Matching an element from a list to a column that holds lists. If single element found, return entire-CodePudding

If there is a column that holds lists and if a single element matches from our list, Return entire row. For example we have a data frame:

index             x
0                [apple, orange, strawberry]
1                [blueberry, pear, watermelon]
2                [apple, banana, strawberry]
3                [apple]
4                [strawberry]

And we have our list,
a = [apple, strawberry]
# I am trying to return index 0,2,3 and 4. But currently I am only able to return index 3 and 4
new_DF = df[df['x'].isin(a)]

# This function is getting the user input for list 'a'. 
# This is for reference of what I am actually trying to do. 

def filter_Industries():
    num_of_industries = int(input('How many industries would you like to filter by?\n'))
    list_industries = []  
    i = 0
    for i in range(num_of_industries):
        industry = input("Enter the industry:\n")
        i  = 1
        list_industries.append(industry)

    return list_industries

a = filter_Industries()
# This is where I am trying to match the elements from the user's list to the data set.
new_DF = df[df['x'].isin(a)]

CodePudding user response：

You can use DataFrame.apply(function) method. In this case we check all rows whether have a common with "a" list.Let's create function :

a = ["apple", "strawberry"]
a_set = set(a)
def hasCommon(x):
    return len(set(x) & a_set) > 0

So if we have a common element it will return True.
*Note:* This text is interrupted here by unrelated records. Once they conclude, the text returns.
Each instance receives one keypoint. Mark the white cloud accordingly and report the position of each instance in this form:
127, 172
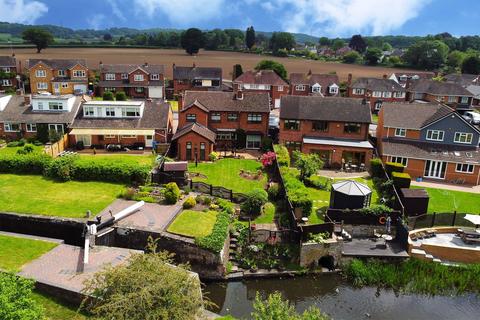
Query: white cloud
345, 17
182, 12
20, 11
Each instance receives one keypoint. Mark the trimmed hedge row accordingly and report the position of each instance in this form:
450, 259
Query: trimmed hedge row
215, 240
73, 168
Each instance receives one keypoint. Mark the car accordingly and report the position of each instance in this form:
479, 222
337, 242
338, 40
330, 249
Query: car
472, 117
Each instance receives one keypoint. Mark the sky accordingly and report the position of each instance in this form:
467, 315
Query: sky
337, 18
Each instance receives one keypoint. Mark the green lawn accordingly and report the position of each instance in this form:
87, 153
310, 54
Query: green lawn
448, 201
56, 310
226, 173
193, 224
120, 158
38, 195
16, 252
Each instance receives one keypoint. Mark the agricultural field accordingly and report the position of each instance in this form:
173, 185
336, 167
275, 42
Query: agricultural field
222, 59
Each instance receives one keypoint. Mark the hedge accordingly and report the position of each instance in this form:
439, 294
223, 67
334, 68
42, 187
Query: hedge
393, 167
401, 179
216, 240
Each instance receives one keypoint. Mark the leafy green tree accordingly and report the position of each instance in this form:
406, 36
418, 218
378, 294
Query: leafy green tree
372, 56
250, 37
307, 164
275, 308
147, 287
351, 57
16, 301
357, 43
281, 40
192, 40
426, 54
272, 65
39, 37
471, 65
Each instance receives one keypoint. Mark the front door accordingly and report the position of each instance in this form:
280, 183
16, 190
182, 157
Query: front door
435, 169
148, 141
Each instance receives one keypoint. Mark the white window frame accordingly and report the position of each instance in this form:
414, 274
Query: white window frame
439, 133
465, 168
31, 127
40, 73
400, 132
42, 85
467, 136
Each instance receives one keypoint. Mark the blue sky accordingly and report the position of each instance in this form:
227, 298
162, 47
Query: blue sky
316, 17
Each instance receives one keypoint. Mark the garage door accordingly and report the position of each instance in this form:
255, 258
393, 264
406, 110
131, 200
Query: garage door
155, 92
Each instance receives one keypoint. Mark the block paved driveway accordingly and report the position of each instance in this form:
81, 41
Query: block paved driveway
151, 217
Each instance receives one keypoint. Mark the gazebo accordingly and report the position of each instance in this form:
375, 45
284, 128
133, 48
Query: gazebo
350, 194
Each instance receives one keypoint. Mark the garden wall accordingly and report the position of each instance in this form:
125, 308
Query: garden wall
69, 230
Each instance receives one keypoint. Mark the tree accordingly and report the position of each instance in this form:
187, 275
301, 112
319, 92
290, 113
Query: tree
39, 37
275, 308
192, 40
272, 65
146, 287
16, 300
351, 57
426, 54
281, 40
357, 43
250, 38
372, 56
308, 164
471, 65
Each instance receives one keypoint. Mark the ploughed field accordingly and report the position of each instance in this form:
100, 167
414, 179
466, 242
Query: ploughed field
222, 59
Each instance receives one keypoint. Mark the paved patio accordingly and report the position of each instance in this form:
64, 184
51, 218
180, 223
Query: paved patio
63, 266
151, 217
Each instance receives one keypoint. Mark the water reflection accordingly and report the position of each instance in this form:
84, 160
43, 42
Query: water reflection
341, 301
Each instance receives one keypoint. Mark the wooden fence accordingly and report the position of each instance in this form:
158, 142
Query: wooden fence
56, 148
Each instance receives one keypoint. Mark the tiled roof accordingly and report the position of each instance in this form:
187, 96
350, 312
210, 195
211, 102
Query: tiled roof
375, 84
191, 73
17, 111
226, 101
127, 68
438, 88
412, 115
155, 116
197, 128
57, 64
422, 150
261, 77
324, 108
7, 61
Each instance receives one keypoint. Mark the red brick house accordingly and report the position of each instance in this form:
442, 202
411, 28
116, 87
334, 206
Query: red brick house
212, 120
263, 81
314, 84
137, 81
431, 140
376, 91
8, 73
136, 123
196, 78
335, 128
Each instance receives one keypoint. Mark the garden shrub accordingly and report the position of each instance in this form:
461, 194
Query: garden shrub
256, 198
393, 167
171, 193
215, 241
189, 203
401, 179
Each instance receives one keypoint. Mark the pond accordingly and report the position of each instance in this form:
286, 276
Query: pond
340, 300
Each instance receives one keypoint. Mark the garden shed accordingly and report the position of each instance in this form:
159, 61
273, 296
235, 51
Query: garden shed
350, 194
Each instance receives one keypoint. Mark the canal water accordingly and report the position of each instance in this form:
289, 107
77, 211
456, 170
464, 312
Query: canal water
340, 300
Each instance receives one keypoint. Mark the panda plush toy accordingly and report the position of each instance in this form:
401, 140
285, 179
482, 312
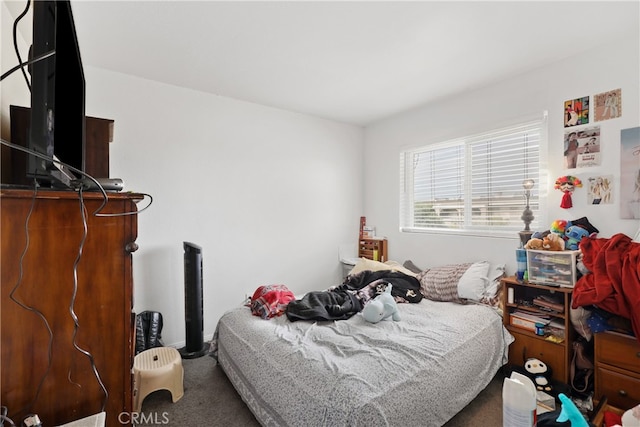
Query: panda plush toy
540, 374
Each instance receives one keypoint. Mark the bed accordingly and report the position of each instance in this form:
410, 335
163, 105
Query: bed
419, 371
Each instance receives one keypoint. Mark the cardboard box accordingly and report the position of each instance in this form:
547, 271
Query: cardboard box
552, 268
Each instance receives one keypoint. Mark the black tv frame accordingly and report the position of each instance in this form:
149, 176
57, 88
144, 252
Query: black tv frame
57, 127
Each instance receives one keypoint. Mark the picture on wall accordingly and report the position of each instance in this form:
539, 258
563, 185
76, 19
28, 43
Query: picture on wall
576, 112
607, 105
600, 190
588, 151
630, 173
582, 148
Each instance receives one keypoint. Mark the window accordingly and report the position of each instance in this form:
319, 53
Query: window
472, 184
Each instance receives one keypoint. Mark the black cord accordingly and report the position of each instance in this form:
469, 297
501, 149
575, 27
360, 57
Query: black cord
76, 324
29, 308
32, 61
15, 42
80, 185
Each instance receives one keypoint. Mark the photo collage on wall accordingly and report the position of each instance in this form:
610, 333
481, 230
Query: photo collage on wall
630, 173
583, 149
Let's create dummy data

import pandas as pd
data = {
  "calories": [["apple", "orange", "strawberry"], ["blueberry", "pear", "watermelon"], ["strawberry", "pear", "watermelon"]],
  "duration": [50, 40,120]
}

#load data into a DataFrame object:
df = pd.DataFrame(data)

print(df)

And we can use like that:

df[df["calories"].apply(hasCommon)]

CodePudding user response：

When you using isin(a) on the values of the 0, 1 and 2 index, the function try to compare a list (e.g., [apple, orange, strawberry]) with the a list. The function worked with the 3 and 4 elements because it compares a single element with a whole list.

I suggest to intersect the a list and the dataframe after converted that two a set, with this code:

for i in range(len(df)):
 if set(a) & set(df['x'][i]) != set():
  new_DF.append(df['x'][i])

It will append to new_DF just the lines that isn't returned void sets.